粋の格好は、スウェットのトレーナーだけを着て、下はまたパンツ一枚だ。
「ううん、大丈夫。何で粋はズボン穿いてないの?」
「太ももまでしか入らなかった」
寿は、粋の太腿に触れた。
「固いね」
「うん、鍛えてるからね。メンズだと何とか入るんだけどね。これも無理すれば入りそうだったけど、この後、脱ぎにくそうだからやめた」
脱ぐ前提だと平然と話すことに、思わず吹き出した。意地悪したくなった。
「ねえ、粋。私ね、生理になっちゃったの」
粋の黒目がものすごく小さくなった。
「だから、今夜は何もできない。
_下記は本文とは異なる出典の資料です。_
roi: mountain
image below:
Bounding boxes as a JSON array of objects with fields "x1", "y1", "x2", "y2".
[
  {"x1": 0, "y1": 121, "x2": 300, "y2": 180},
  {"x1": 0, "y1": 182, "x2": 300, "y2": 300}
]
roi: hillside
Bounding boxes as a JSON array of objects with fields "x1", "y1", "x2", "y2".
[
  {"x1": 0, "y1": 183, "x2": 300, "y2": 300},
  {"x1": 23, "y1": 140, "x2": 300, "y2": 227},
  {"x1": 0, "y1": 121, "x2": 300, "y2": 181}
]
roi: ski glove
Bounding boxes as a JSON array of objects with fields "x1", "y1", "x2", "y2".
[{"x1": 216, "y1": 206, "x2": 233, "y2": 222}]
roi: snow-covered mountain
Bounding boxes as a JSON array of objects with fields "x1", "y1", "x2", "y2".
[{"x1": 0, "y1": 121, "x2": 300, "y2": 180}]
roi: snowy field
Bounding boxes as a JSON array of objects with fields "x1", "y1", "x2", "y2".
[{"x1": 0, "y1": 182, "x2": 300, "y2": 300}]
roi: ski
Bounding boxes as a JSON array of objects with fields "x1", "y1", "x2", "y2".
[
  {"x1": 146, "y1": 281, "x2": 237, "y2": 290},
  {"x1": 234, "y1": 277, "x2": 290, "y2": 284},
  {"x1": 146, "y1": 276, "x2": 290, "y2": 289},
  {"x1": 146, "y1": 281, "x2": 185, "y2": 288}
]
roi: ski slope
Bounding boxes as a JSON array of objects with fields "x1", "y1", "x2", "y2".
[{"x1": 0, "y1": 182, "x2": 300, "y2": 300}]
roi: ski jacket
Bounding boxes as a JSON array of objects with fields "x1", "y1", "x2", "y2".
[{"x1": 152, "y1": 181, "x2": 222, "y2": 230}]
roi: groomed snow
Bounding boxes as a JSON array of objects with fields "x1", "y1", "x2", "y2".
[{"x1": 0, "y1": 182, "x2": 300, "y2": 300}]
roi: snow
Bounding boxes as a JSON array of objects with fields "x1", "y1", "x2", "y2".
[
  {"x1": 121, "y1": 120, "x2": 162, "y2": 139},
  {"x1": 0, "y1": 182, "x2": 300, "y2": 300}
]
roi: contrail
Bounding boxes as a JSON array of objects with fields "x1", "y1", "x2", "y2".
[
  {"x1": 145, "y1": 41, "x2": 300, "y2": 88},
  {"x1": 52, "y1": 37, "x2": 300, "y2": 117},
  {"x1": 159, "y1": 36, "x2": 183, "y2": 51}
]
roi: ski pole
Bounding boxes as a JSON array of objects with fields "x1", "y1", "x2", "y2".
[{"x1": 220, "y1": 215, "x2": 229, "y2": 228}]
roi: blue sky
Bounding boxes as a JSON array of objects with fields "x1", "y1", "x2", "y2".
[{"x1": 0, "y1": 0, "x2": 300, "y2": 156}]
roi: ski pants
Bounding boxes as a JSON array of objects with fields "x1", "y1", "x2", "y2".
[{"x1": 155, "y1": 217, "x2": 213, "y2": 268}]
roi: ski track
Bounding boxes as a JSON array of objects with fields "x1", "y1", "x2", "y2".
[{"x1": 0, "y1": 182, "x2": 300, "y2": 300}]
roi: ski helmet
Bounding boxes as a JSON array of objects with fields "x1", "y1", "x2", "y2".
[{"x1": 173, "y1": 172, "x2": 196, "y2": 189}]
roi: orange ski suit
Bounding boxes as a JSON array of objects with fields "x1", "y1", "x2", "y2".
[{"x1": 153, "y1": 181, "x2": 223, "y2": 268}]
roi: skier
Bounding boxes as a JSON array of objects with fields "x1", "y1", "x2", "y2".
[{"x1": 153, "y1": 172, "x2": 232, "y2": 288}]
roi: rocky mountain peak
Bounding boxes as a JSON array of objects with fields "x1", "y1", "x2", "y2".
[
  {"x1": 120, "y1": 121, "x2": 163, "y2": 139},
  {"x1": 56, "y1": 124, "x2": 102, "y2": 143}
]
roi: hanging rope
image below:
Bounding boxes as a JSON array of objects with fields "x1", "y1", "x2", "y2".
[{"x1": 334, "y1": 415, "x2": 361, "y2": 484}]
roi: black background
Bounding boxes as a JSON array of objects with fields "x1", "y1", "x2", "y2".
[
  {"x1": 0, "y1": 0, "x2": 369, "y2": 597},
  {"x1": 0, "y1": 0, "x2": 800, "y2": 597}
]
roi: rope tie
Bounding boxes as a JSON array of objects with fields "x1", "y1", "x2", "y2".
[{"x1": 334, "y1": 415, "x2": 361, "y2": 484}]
でも、大丈夫だよね? 私は粋と一緒にいれるから、キスだけでもとても幸せだよ」
本当に粋は嘘が吐けない。
ショートパンツから出る寿の足を見て、アイボリーのパーカーの胸元を見た。顔を上げた粋の表情は、顔中に残念と書いてあった。
「もちろん大丈夫。俺も、寿といれればいいから」
「……嘘吐き。大丈夫な顔じゃないよ」
粋の瞳が斜め上を見た。気まずそうに濡れた髪を掻き上げると、照れたように笑った。
「ごめん、私も嘘吐きだよ。意地悪したくなっちゃったの。生理はこの間終わったから、大丈夫だよ」
粋の瞼が何度も瞬かれた。眉根を寄せると、ムッとしたように唇を尖らせた。
「嘘は許さん。お仕置きだ」
いきなり抱き上げられて、慌てて首に腕を回した。
「寝室はどこ?」
「そこの扉を出てすぐ右」
目が合った。粋の顔が近付く。
さっきみたいなゆっくりと触れ合うキスではなくて、もっと性急なキスだった。
「寿は明日は休みだったよね。朝までお仕置きだからな」
また朝まで、何度も何度も求められるのだろうか。
考えただけで、お腹の奥が甘く疼いた。
「いいよ。負けないから」
また唇が重なった。リビングの照明を消して、粋がいた。ドアを開けた。